OpenAI confirmed the pilot program’s extension in a blog post after ADWEEK reached out for comment, noting that the program will also begin expanding internationally. “In the coming weeks, we’ll begin expanding beyond the U.S., starting with pilots in Canada, Australia, and New Zealand,” the blog reads.
OpenAI remains in an experimentation phase, increasing the group of advertisers to test ads, targeting and measurement ahead of any broader rollout. Currently, the pilot involves sponsored messages appearing after a response from ChatGPT.
In this post, OpenAI emphasized that ads will not influence ChatGPT’s answers and users will retain control over their experience—points addressed previously over early concerns around trust and commercialization.
OpenAI is beginning to ask advertisers in its ad pilot for insertion order (IO) commitments—legal agreements that lock in spend, timelines and campaign terms—signaling a shift from early testing toward a more structured ad business, according to at least one agency executive briefed by the company.
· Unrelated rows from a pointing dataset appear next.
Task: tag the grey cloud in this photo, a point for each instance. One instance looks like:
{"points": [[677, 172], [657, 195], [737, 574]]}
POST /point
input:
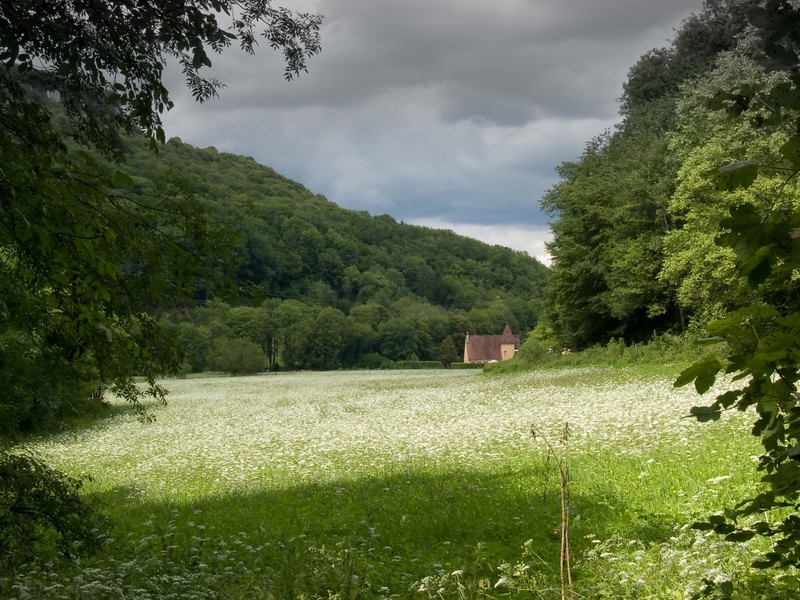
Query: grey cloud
{"points": [[435, 110]]}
IOs are standard in the advertising industry and typically mark the point where a platform moves from open-ended experimentation to guaranteed revenue, with advertisers committing budgets over defined periods and placements.
“We’re being asked for an IO commitment, and the expectation of the IO going over a two-month period,” said Jai Amin, chief strategy officer of media activation at Jellyfish.
Sam Huston, svp of media at DEPT, which was also briefed by OpenAI on the pilot’s extension, said the ad-serving process still lacks full transparency but appears to rely on a mix of query intent and advertiser inputs.
“It hasn’t been entirely clear how [OpenAI] is making those decisions,” Huston said. “But it seems like it’s both the nature of the query—given how close this is to search—and a set of keywords we provide that determine whether an ad is served.”
Lumen Technologies—a client of DEPT—began testing ads on ChatGPT in March.
With roughly 920 million weekly active users most of whom use the product for free, ChatGPT presents a clear opportunity for advertisers and OpenAI alike.
Early tests point to a OpenAI adopting a premium approach, with CPMs hovering around $60. The platform is also developing an in-house ads manager signaling ambitions to build a full-stack ad business.
OpenAI is asking for a minimum of $200,000 of ad commitment, ADWEEK previously reported.
Advertising on chatbots might not be as lucrative as advertising on Google search. Some advertisers report click-through rates as low as 0.91%—well below the roughly 6.4% benchmark typical for Google Search—underscoring the gap between OpenAI’s early efforts and more mature ad platforms, ADWEEK previously reported. Of course, it may be too early to compare OpenAI’s nascent ad product to Google’s, which has spent decades refining its search advertising machine.
The focus on ads and enterprise tools comes as OpenAI pares back other experimental bets, including shelving Sora and putting plans for an erotic chatbot on hold—suggesting a more deliberate shift toward scalable, revenue-generating products.